The Role of Chronic Infection in Alzheimer's Disease: Instigators, Co-conspirators, or Bystanders?

Abstract

Purpose of review: Herein, we provide a critical review of the clinical and translational research examining the relationship between viral and bacterial pathogens and Alzheimer's disease. In addition, we provide an overview of the biological pathways through which chronic infection may contribute to Alzheimer's disease.

Recent findings: Dementia due to Alzheimer's disease is a leading cause of disability among older adults in developed countries, yet knowledge of the causative factors that promote Alzheimer's disease pathogenesis remains incomplete. Over the past several decades, numerous studies have demonstrated an association of chronic viral and bacterial infection with Alzheimer's disease. Implicated infectious agents include numerous herpesviruses (HSV-1, HHV-6, HHV-7) and various gastric, enteric, and oral bacterial species, as well as Chlamydia pneumonia and multiple spirochetes.

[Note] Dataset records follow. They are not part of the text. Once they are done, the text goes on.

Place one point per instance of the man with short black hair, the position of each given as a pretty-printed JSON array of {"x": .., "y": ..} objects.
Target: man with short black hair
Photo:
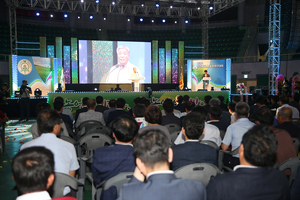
[
  {"x": 192, "y": 151},
  {"x": 169, "y": 118},
  {"x": 100, "y": 107},
  {"x": 118, "y": 112},
  {"x": 49, "y": 124},
  {"x": 110, "y": 161},
  {"x": 153, "y": 156},
  {"x": 255, "y": 177}
]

Summary: Evidence supports the association between multiple pathogens and Alzheimer's disease risk. Whether these pathogens play a causal role in Alzheimer's pathophysiology remains an open question. We propose that the host immune response to active or latent infection in the periphery or in the brain triggers or accelerates the Alzheimer's disease processes, including the accumulation of amyloid-ß and pathogenic tau, and neuroinflammation. While recent research suggests that such theories are plausible, additional longitudinal studies linking microorganisms to Aß and phospho-tau development, neuroinflammation, and clinically defined Alzheimer's dementia are needed.

Keywords: Alzheimer’s disease; bacterial infection; chronic infection; dementia; neuroinflammation; viral infection.

Figure 1.

There are at least three hypotheses which characterize the potential relationship between chronic infection and Alzheimer’s disease (AD). Hypothesis 1, also described as the “infectious origin” hypothesis, posits that infectious agents can trigger AD pathogenesis. Hypothesis 2, also described as the “infectious accelerant” hypothesis, posits that infectious agents are not necessary, but can accelerate the development and progression of AD pathology. Hypothesis 3, which posits that there is no causal relationship between chronic infection and AD, suggests further that infection may be only an associative feature of AD. Figure created with Biorender.com

Figure 2.

(A) Viral and bacterial products are recognized by macrophages, neutrophils, and dendritic cells in peripheral tissues. Viral products in infected cells can be recognized by Toll-like receptors (TLRs), nucleotide-binding oligomerization domain (NOD)-like receptors (NLRs), and retinoid acid-inducible gene-I (RIG-I)-like helicases (RLHs). Bacteria are recognized by TLRs, scavenger receptors, C-type lectins, and integrins. This recognition of pathogens by innate immune cells causes an inflammatory response characterized by the release of cytokines and chemokines, small proteins which interact with other immune cells to coordinate the inflammatory response. (B) Cytokines and chemokine released from peripheral immune cells can trigger neuroimmune activation by interacting with microglia. (C) Inflammatory cytokines can alter the microglial phenotype, promoting a shift from a homeostatic or protective/disease resolving phenotype to a cytotoxic pro-inflammatory phenotype. (D) Viral or bacterial pathogens that infiltrate the central nervous system can also be recognized by microglia. These pathogens can shift microglia toward a cytotoxic pro-inflammatory phenotype. (E) In the context of Alzheimer’s disease pathogenesis, amyloid-ß oligomers interact with TLRs and scavenger receptors on microglial cells. While microglia may initially clear brain amyloid-ß via phagocytosis, excessive amyloid-ß accumulation may promote a pro-inflammatory cytotoxic microglial response, causing tau hyperphosphorylation, neuronal synaptic dysfunction. (F) Through activation of the host immune response, chronic infection can promote atherosclerosis and endothelial dysfunction, ultimately increasing risk for cerebrovascular dysfunction, specifically thrombotic stroke. Figure created with Biorender.com.